Tout est fragile et c’est la mer qui décide. Regardez les casses, celle d’Hugo Boss que l’on imaginait finir en tête cette édition, celle de Jérémie Beyou qui a dû faire demi-tour pour réparer. Regardez surtout ce qu’il est arrivé à Kevin, c’est dingue ! Lui-même ne comprend pas encore ce qu’il lui est arrivé…
Comment avez-vous vécu le sauvetage de Kevin Escoffier ?
Déjà, ça s’est bien terminé, car cela aurait pu être tragique : retrouver un gars sur un petit radeau de survie au milieu de l’océan, ce n’était pas gagné d’avance. Ça m’a remué. Quand la direction de course m’appelle pour me dire de ne pas y aller car je suis un peu loin de lui et ensuite me demande si je suis prêt à rejoindre Jean Le Cam pour avoir plus de chances de retrouver Kevin, alors que je me bats dans une mer avec des creux de six mètres… Imaginez un peu. À la VHS, j’ai senti Jean vraiment inquiet. La nuit tombait, il faisait froid, on ne voyait pas Kevin. Cette nuit était un enfer, il n’y a pas d’autres mots. La suite, vous la connaissez…
Le Vendée Globe est un marathon. Vous avez finalement pu rattraper Thomas Ruyant et Charlie Dalin dans le grand Sud et le final a été inédit…
Je suis passé par tous les sentiments. J’ai eu peur de tout perdre alors qu’il y avait tout à gagner. Le facteur chance fait partie du jeu, regardez Boris (ndlr : Boris Herrmann), qui heurte un bateau de pêche à seulement 160 km de l’arrivée aux Sables-d’Olonne… À six heures du matin, j’ai brandi le trophée avec Charlie qui était arrivé depuis plusieurs heures. Il est passé à côté de la victoire finale mais il a été très classe, je l’ai félicité pour sa course et son esprit irréprochable.
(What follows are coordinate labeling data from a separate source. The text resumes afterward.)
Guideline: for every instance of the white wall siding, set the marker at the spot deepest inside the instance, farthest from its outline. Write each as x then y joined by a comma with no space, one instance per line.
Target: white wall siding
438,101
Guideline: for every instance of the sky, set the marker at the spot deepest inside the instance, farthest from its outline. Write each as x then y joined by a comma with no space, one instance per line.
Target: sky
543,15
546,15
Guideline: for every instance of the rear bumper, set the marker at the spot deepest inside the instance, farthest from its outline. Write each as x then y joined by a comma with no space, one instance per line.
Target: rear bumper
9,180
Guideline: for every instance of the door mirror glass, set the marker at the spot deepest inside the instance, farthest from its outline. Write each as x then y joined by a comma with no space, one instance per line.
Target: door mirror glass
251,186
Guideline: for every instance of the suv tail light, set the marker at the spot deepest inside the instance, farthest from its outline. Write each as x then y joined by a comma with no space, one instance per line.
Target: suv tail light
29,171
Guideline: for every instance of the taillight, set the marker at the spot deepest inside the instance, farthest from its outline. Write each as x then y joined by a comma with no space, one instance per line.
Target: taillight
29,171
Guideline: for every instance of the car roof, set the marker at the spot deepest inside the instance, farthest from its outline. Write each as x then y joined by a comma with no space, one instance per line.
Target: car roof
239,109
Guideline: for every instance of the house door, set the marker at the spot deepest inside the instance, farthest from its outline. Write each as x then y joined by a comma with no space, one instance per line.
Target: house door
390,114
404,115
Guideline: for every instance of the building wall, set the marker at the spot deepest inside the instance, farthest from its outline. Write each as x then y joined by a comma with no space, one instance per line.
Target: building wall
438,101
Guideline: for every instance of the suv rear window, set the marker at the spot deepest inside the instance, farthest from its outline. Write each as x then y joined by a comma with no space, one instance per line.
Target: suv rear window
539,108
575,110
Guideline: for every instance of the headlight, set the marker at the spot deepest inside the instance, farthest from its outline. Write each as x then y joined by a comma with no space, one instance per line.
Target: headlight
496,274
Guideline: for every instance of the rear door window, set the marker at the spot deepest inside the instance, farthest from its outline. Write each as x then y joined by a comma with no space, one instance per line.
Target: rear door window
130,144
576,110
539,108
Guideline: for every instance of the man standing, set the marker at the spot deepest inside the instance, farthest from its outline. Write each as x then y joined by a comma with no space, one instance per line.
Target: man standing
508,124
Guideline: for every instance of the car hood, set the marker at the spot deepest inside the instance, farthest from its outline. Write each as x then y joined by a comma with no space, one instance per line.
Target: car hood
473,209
Il était gêné de toucher le trophée, mais je lui ai dit que l’on avait tous gagné ce Vendée Globe !
Cette arrivée aux Sables-d’Olonne, dans la région où vous êtes né, a-t-elle une saveur particulière ?
C’est vrai que je suis né à Saint-Nazaire, une vraie ville maritime. Après j’ai grandi dans le bassin d’Arcachon, avant de m’installer à La Rochelle. Donc je suis Nazairien, Rochelais, Arcachonnais… (rires). Ce que je retiens surtout, c’est mon amour pour cette côte atlantique, depuis très jeune. J’ai commencé par le bodyboard, la planche à voile, j’ai fait de la compet de kayak aussi ! Les sports nautiques ont été mon phare, j’étais toujours à la recherche de sensations nouvelles.
Après cette victoire mythique, avez-vous d’autres rêves ?
Vous savez, le Vendée en 2008 a longtemps été une frustration terrible, tenace. Je n'ai même pas fait 24 heures et je suis rentré avec le mât à l'horizontal. Quand on me demandait si j’avais fait le Vendée, je répondais "non". Maintenant, je l’ai fait, et je l’ai gagné. Je vais en profiter, savourer comme il faut. C’est déjà pas mal comme rêve.